In fact, you'd have to go back to President Taft, who left office in 1913, to find a US President who was willing to rock a bit of facial fur, with his trademark handlebar moustache.
And what a magnificent moustache it was.
45. Humpty Dumpty was never revealed to be an egg
The Humpty Dumpty song has been a favorite with kids since 1870, but if you listen back to it, you'll realize that it never actually says that Humpty Dumpty is an egg.
This changes everything!
Well, not really, I mean it still looks like an egg anyway. Besides, if you had a great fall, you may well crack open too...

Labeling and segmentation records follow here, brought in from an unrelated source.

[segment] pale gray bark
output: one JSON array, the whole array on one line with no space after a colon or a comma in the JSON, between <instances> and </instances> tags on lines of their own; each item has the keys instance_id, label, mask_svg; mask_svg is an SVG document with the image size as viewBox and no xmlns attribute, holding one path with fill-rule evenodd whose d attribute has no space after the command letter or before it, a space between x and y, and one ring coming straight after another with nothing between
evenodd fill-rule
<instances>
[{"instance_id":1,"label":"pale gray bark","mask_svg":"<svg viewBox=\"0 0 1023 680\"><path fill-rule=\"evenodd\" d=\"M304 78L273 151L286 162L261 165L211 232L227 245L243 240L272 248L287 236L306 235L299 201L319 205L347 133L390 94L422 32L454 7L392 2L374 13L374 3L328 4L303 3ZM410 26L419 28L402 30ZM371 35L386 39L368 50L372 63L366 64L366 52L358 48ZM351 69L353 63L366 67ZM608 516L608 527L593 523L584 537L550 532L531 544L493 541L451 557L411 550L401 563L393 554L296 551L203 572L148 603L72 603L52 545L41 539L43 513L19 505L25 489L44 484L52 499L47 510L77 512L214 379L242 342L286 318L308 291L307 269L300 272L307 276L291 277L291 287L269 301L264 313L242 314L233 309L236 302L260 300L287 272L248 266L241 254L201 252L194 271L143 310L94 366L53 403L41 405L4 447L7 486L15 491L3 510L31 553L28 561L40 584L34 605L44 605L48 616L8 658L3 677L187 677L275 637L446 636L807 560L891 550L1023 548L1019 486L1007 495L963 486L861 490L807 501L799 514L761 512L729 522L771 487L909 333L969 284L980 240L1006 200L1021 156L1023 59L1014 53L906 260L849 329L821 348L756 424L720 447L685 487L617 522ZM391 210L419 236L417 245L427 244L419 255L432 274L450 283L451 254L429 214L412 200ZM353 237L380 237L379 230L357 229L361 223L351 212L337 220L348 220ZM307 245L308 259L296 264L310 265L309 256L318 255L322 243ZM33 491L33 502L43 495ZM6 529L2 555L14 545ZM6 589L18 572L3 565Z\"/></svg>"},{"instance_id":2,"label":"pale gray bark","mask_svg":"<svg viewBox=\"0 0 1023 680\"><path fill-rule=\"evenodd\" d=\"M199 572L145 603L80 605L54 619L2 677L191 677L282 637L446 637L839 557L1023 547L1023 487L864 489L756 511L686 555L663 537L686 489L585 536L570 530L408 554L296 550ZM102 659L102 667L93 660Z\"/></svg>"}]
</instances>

46. We put a man on the moon before we put wheels on a suitcase
Air travel was already becoming very popular and affordable years before Neil Armstrong landed on the moon, so it makes you wonder why we never thought to put wheels on our suitcases until afterwards.
It makes the whole travelling experience so much easier!
I suppose sometimes you've got to run before you can walk.
47. Flamingos turn pink from eating shrimp
Flamingos are renowned for their striking pink colors, but they are actually born with grayish plumage.
They gradually turn pink after ingesting brine shrimp, their main source of food, otherwise known as Sea Monkeys!
I don't know about you, but I find this a little disappointing.
48. Vampire Bats drink half their own weight in blood
Yep, just to make them even creepier.
I haven't been able to put away that kind of volume since I was about 21.
49. Your fish is probably an impostor
For example—yellowtail sold as mahi-mahi, and everything else that’s actually tilapia.
Lies, filthy lies!
50. Australia is larger than Pluto
You probably knew that Pluto was the smallest (not) planet in the Solar System, but did you know just how small it was?
Pluto measures 2,370 km across, compared to Australia’s 4,000-km diameter.
I hope you learned something today folks, I know I certainly did!